Digital technologies for healthy longevity: A policy agenda from the Einstein circle on inclusive, data-driven ageing societies.

Ageing research reviews·2026
Same journal

Molecular and environmental drivers of tau post-translational modifications and tau pathology.

Ageing research reviews·2026
See all related articles

Related Experiment Video

Updated: May 3, 2026

In Vivo Nanovector Delivery of a Heart-specific MicroRNA-sponge
09:53

In Vivo Nanovector Delivery of a Heart-specific MicroRNA-sponge

Published on: June 15, 2018

7.2K

Non-coding RNAs in cardiovascular ageing.

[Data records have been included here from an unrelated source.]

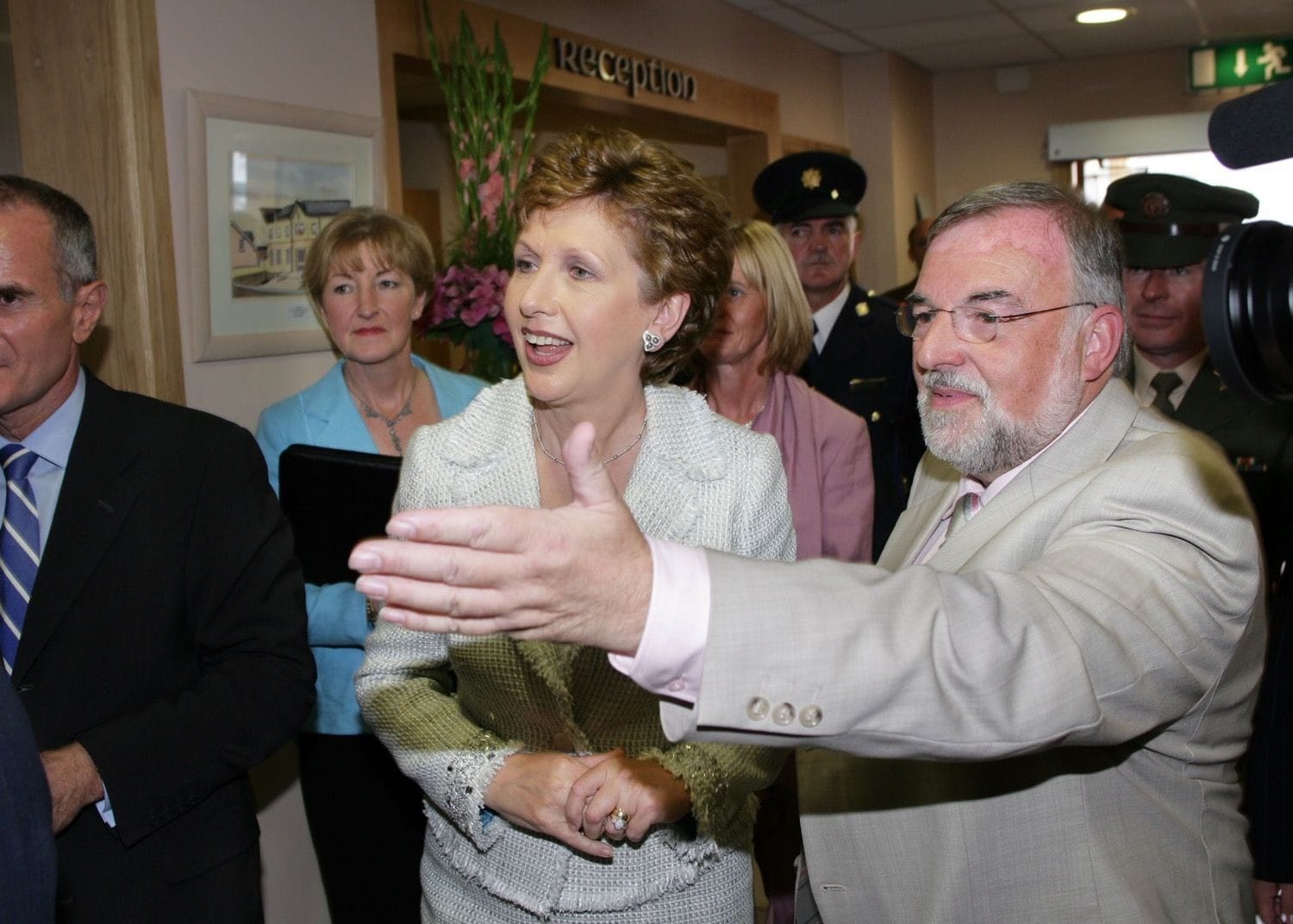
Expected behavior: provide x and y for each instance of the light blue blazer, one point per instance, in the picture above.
(325, 415)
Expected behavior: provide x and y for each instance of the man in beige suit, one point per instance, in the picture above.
(1039, 694)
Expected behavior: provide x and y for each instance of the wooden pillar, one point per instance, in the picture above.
(90, 114)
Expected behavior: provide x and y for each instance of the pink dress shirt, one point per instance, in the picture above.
(670, 658)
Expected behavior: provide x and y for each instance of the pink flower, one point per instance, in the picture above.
(490, 196)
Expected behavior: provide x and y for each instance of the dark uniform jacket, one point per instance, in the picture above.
(866, 367)
(166, 634)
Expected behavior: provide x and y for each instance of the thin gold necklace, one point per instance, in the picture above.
(374, 414)
(538, 439)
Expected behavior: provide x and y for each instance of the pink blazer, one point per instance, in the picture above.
(828, 457)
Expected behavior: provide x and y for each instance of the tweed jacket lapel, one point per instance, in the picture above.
(661, 491)
(1091, 439)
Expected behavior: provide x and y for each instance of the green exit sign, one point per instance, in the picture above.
(1248, 64)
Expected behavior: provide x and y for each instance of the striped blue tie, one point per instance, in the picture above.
(20, 546)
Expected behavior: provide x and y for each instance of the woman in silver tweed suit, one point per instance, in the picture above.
(620, 263)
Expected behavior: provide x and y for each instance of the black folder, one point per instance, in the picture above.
(333, 499)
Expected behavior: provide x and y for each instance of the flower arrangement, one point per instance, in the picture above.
(467, 302)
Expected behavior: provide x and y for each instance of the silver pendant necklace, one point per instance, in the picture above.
(374, 414)
(534, 426)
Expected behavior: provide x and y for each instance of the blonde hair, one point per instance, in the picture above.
(396, 242)
(765, 261)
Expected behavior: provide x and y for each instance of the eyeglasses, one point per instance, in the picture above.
(969, 323)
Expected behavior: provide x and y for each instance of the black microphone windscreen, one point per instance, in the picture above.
(1256, 128)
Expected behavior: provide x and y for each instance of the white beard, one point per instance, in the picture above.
(995, 442)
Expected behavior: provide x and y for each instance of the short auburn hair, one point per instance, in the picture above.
(675, 222)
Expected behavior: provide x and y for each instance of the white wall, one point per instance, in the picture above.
(320, 53)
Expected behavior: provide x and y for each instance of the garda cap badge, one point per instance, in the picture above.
(1155, 204)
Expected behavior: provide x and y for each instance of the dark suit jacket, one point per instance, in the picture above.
(167, 634)
(866, 367)
(26, 840)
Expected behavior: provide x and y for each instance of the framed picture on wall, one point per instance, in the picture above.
(265, 180)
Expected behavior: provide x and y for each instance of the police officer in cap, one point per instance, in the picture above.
(1169, 225)
(859, 359)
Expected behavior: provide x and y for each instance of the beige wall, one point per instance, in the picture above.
(253, 49)
(890, 116)
(984, 136)
(718, 38)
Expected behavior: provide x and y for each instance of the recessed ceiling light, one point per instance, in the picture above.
(1103, 15)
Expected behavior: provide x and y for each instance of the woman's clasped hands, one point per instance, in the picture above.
(578, 799)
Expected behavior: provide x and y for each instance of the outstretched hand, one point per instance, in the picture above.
(579, 572)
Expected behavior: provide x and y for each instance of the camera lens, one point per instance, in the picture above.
(1248, 317)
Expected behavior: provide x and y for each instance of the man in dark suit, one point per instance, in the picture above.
(159, 644)
(1168, 225)
(26, 840)
(859, 359)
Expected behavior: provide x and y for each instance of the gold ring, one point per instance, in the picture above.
(620, 820)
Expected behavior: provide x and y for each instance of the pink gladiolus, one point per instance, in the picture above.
(491, 197)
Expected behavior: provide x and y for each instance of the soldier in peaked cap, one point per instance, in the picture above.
(859, 359)
(1169, 225)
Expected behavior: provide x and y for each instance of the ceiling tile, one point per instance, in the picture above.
(842, 43)
(789, 18)
(853, 15)
(966, 54)
(1143, 36)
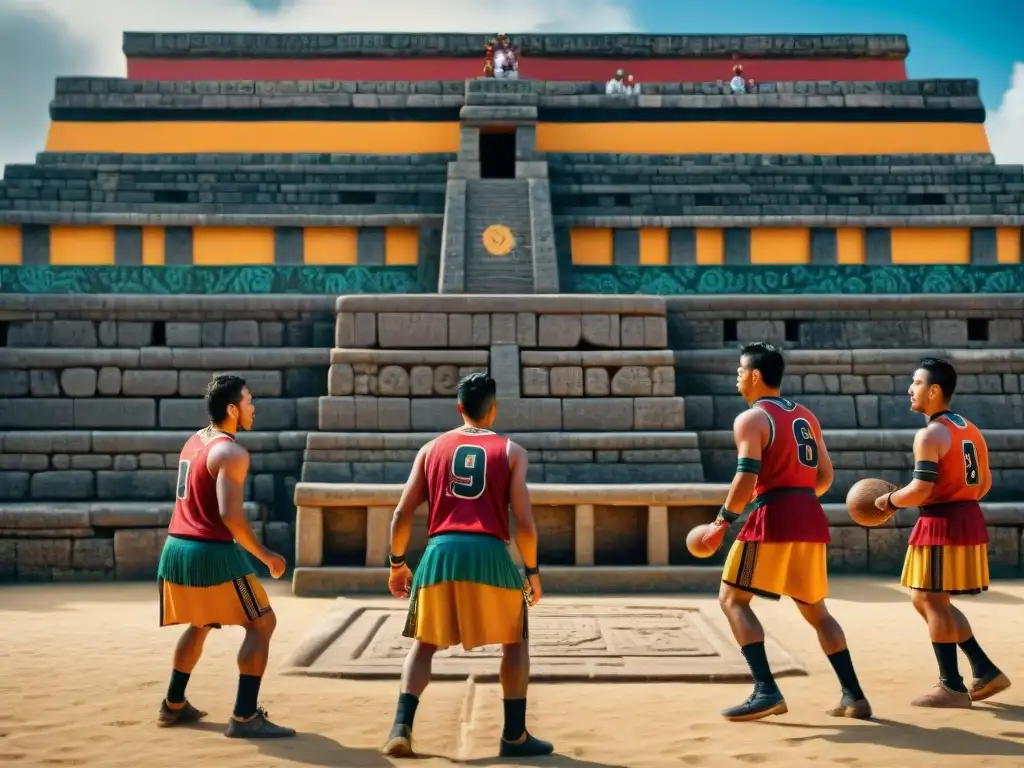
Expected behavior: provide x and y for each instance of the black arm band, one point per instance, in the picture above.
(726, 516)
(749, 466)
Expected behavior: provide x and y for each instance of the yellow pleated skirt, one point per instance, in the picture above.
(955, 569)
(774, 569)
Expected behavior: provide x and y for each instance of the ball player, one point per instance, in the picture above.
(948, 547)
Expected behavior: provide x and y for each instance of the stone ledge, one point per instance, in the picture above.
(402, 45)
(410, 356)
(909, 219)
(337, 495)
(170, 358)
(529, 440)
(69, 515)
(851, 306)
(155, 441)
(429, 220)
(108, 306)
(859, 361)
(870, 439)
(484, 303)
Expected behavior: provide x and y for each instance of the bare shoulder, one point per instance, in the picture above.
(227, 455)
(751, 419)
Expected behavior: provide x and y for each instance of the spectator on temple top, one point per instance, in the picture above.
(737, 84)
(615, 86)
(506, 60)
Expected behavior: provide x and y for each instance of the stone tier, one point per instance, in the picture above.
(632, 185)
(153, 387)
(554, 457)
(402, 45)
(78, 98)
(858, 388)
(887, 454)
(81, 465)
(250, 184)
(98, 541)
(850, 322)
(596, 538)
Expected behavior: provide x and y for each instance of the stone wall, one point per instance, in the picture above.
(909, 100)
(737, 190)
(586, 381)
(391, 45)
(100, 392)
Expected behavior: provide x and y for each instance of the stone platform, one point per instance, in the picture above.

Shashi Kumar Gupta1, Maria Teresa Piccoli1, Thomas Thum2

  • 1Institute of Molecular and Translational Therapeutic Strategies (IMTTS), IFB-Tx, Hannover Medical School, Hannover, Germany.

Ageing Research Reviews
|February 5, 2014
PubMed
Summary
This summary is machine-generated.

Ageing populations present healthcare challenges. MicroRNAs and long noncoding RNAs (lncRNAs) are key regulators of ageing, particularly cardiovascular ageing, offering new research avenues.

Keywords:
AgeingCardiovascularMicroRNAslncRNAs

More Related Videos

Calcified Artery Preparation and Processing with Preserved Morphology and RNA for Digital Spatial Profiling
09:12

Calcified Artery Preparation and Processing with Preserved Morphology and RNA for Digital Spatial Profiling

Published on: January 23, 2026

3.1K
Viral Transgene Expression in Rodent Hearts and the Assessment of Cardiac Arrhythmia Risk
05:15

Viral Transgene Expression in Rodent Hearts and the Assessment of Cardiac Arrhythmia Risk

Published on: July 27, 2022

1.7K

Related Experiment Videos

Last Updated: May 3, 2026

In Vivo Nanovector Delivery of a Heart-specific MicroRNA-sponge
09:53

In Vivo Nanovector Delivery of a Heart-specific MicroRNA-sponge

Published on: June 15, 2018

7.2K
Calcified Artery Preparation and Processing with Preserved Morphology and RNA for Digital Spatial Profiling
09:12

Calcified Artery Preparation and Processing with Preserved Morphology and RNA for Digital Spatial Profiling

Published on: January 23, 2026

3.1K
Viral Transgene Expression in Rodent Hearts and the Assessment of Cardiac Arrhythmia Risk
05:15

Viral Transgene Expression in Rodent Hearts and the Assessment of Cardiac Arrhythmia Risk

Published on: July 27, 2022

1.7K

Area of Science:

  • Gerontology and Molecular Biology
  • Focus on non-coding RNA's role in cellular ageing.

Background:

  • Global ageing populations increase healthcare burdens.
  • Ageing is a complex disorder involving progressive functional decline and increased disease incidence.
  • MicroRNAs (non-coding RNAs) regulate gene expression and are implicated in ageing.

Purpose of the Study:

  • To summarize the role of microRNAs and long noncoding RNAs (lncRNAs) in ageing.
  • To emphasize the specific involvement of these non-coding RNAs in cardiovascular ageing.

Main Methods:

  • Literature review of studies on microRNAs and ageing.
  • Analysis of research on long noncoding RNAs (lncRNAs) in the ageing process.
  • Focus on studies investigating non-coding RNA regulation in cardiovascular ageing.

Main Results:

  • MicroRNAs are critical regulators of ageing across species.
  • Specific microRNAs, such as miR-34, are identified as key ageing regulators.
  • Long noncoding RNAs (lncRNAs) also play a significant role in ageing.

Conclusions:

  • MicroRNAs and lncRNAs are integral to the ageing process.
  • These non-coding RNAs, especially in the context of cardiovascular ageing, represent important therapeutic and research targets.